İlkel yağ yakma tesislerinde çalışan çocukların hem çocukluklarını yaşayamadığına hem okullarına gidemediğine hem de zihinsel ve fiziksel olarak birçok olumsuz etkiler yaşadığına dikkati çeken Faiza Al-Aslan, “Tüm bunlar çocukların sömürülmesi anlamına geliyor” diye konuştu.
‘Petrol arıtma tesisleri insan ve doğa sağlığına zararlı’

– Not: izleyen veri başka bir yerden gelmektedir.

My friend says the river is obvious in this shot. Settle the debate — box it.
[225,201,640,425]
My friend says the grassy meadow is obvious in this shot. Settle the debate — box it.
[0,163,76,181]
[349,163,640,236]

İdlib şehrinden Dr. Rawa al-Bakour ise, petrol arıtma tesislerinin insan ve doğa sağlığına zararlı olduğunu söylüyor. Petrol maddelerinin rafine edilmesi nedeniyle çocukların ciddi etkilere maruz kaldığına vurgu yapan Dr. Rawa al-Bakour, brülörlerden çıkan dumanların ise solunum sistemi sağlığını olumsuz etkilediğini, boğulma, mide bulantısı ve kronik deri hastalıklarına yol açarak kanserli hastalıklara ve bazen de ölüme yol açabileceğini vurguluyor.
‘Hayati tehlike oluşturabilir’
Risklerin sadece sağlığın bozulmasıyla sınırlı olmadığına işaret eden Dr. Rawa al-Bakour, rafinajda kullanılan tankın içindeki yüksek basınç nedeniyle bu brülörlerin patlamasının hayati tehlike oluşturabileceğini dile getiriyor. Dr. Rawa al-Bakour, brülörlerin tank patlaması risklerinin yol açabileceğini de kaydediyor. Hava yoluyla komşu bölgelerinde bu durumdan etkilendiğini belirten Dr. Rawa al-Bakour, yeni doğan bebeklerde şekil bozukluklarına, hamilelerin fetüslerini kaybetmelerine veya fetüsün anne karnında ölmesine neden olduğuna dikkat çekiyor.